The gallery is pleased to present the exhibition Loren MacIver: Poetic Vision, a survey of fourteen paintings and selected drawings from the 1930s to 80s that reveals Loren MacIver’s (American, 1909 – 1998) unique sensibility to observe and capture the poetic spirit of the everyday objects and environments that engaged and inspired her.
From her West Village home and studio on Perry Street to the extended time she spent in Paris in the 1960s, MacIver looked to her everyday surroundings for inspiration. Subjects included subway lights, votive candles, a clawfoot tub in a window, flowers, trees, studio interiors and the landscape. Her style has been described as a lyrical semi-abstraction based on observation and infused with light, softness and mystery – where oil paint is handled with the discretion of pastel and everyday life is transmuted into the emblematic.
On the occasion of her participation in the Museum of Modern Art’s groundbreaking show, Fourteen Americans (1946), MacIver, whose paintings were the first by a woman to enter the museum’s permanent collection, said of her own work:
Quite simple things can lead to discovery. This is what I would like to do with painting: starting with simple things, to lead the eye by various manipulations of colors, objects and tensions toward a transformation and a reward. An ashcan suggests the phoenix; its relics begin a new life, like a tree in spring. Votive lights, flickering and vanishing, become symbols of constancy.
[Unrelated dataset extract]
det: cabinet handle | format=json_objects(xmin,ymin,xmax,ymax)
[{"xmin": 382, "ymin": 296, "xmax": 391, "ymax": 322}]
More recently, William Lieberman, the legendary former Curator of Twentieth Century Art at The Metropolitan Museum of Art, which acquired nine paintings by MacIver in 1992, wrote of her work:
In our harsh age of anxiety and despair, the lyric art of Loren MacIver shimmers with enchantment. Her observation distills the spiritual from the ordinary, and she expands the familiar into vivid patterns that constantly surprise. Color is pleasure and often joy. Overstatement is alien to MacIver’s eloquence, and as an artist she fits no convenient category. She shares with us the clarity of her personal vision, and its essentials combine a poet’s eye with a painter’s craft. She discovers magic in simple truth, and we are richer and therefore greatly in her debt.
MacIver’s paintings are included in most major American museum collection including The Metropolitan Museum of Art, The Museum of Modern Art, The Whitney Museum of American Art, The Art Institute of Chicago, The Los Angeles County Museum of Art, among others. From 1940 to 1980, MacIver was represented by the Pierre Matisse Gallery, where she was the only woman and American in that gallery’s stable. In 1962, she represented the United States in the XXXI Venice Biennale. Since her death in 1998, her estate has been represented by Alexandre Fine Art Inc.